Наследие - Уэбб Кэтрин
Но однажды я его все же услышала, смех Мередит, и была поражена до глубины души. Не звучанием – громким и писклявым, скрипучим, как ржавая дверная петля, – а тем, что его вызвало.
Был пасмурный день, незадолго до исчезновения Генри, дул слабый ветерок. Мы сидели в фургоне у Микки и Мо, слушали радио, играли в карты с Динни. Его не пустили гулять из-за слегка повышенной температуры, и он был страшно этим недоволен. Я пробовала было выманить его на улицу, предлагала поиграть в шалаше на дереве, но Динни оказался послушнее, чем мы с Бет, он поступил так, как велела Мо. В лагере стояла тишина, почти все взрослые были на работах. Снаружи, на натянутой между автомобилями веревке, сохли выстиранные простыни. Они качались на ветру, то появляясь в окне, то исчезая. Я краешком глаза видела их, отмечала это ритмичное движение, пока, ерзая на виниловом сиденье, безмолвно призывала Бет сбросить то четверку, то валета. Потому-то я первой заметила, что вид из окна изменился. Какую-то странность в цвете и внешнем виде простыней, в том, как потемнело над ними небо.
Простыни горели. Я, открыв рот, уставилась в окно, зачарованная неожиданным зрелищем. Языки пламени, светло-желтые с голубым отсветом, рвали ткань на лоскуты, прочерчивали угольно-черные полосы, дым клубился облаками. От пылающих полотнищ оставались черные рваные лохмотья, похожие на паутину. Снаружи раздался крик, и Динни, вскочив, выглянул в окно через мое плечо.
– Смотри! – выдохнула я запоздало.
– Эрика! Что же ты молчишь? – выговорила мне Бет уже на бегу, потому что мы бросились во двор следом за Динни.

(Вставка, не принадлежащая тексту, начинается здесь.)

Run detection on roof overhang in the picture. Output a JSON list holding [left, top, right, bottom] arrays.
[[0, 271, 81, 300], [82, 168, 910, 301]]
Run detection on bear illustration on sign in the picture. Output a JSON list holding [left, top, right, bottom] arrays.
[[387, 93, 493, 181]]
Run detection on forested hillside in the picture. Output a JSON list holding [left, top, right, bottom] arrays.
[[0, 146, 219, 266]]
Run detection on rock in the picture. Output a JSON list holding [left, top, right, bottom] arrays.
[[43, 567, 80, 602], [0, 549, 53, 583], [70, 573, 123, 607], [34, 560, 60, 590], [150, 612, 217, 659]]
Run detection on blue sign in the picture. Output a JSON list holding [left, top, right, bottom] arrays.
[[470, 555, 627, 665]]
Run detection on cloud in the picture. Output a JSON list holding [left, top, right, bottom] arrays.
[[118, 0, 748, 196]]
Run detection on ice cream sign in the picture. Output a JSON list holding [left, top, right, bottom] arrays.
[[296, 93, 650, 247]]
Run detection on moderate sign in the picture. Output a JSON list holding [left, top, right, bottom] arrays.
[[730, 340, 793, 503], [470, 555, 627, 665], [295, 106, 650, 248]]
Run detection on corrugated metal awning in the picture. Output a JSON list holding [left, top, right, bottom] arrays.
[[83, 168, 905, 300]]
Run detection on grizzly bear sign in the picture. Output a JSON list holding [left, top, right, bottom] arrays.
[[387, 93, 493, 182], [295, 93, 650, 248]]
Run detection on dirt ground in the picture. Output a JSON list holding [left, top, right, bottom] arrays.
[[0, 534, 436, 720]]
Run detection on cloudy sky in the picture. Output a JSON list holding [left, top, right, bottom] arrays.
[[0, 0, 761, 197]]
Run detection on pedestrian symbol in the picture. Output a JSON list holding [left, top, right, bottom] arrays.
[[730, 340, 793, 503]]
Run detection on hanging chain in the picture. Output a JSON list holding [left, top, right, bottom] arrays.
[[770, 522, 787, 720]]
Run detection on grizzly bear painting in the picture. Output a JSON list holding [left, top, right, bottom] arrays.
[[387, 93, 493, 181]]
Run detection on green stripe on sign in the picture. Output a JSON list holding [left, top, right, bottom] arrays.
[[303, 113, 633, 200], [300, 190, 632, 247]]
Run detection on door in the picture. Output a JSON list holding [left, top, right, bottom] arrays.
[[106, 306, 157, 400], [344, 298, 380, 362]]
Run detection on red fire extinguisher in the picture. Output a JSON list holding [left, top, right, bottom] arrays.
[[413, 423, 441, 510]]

Там две женщины – они оставались дома по той же причине, что и Динни, – стаскивали простыни с веревки, лихорадочно затаптывали огонь. Веревка в пластиковой оплетке расплавилась и развалилась на куски, которые падали не на землю, а на тлеющие остатки простыней – может, это было и к лучшему. На боку автофургона расплылось уродливое коричневое пятно – доказательство того, как близко подобрался огонь к жилью.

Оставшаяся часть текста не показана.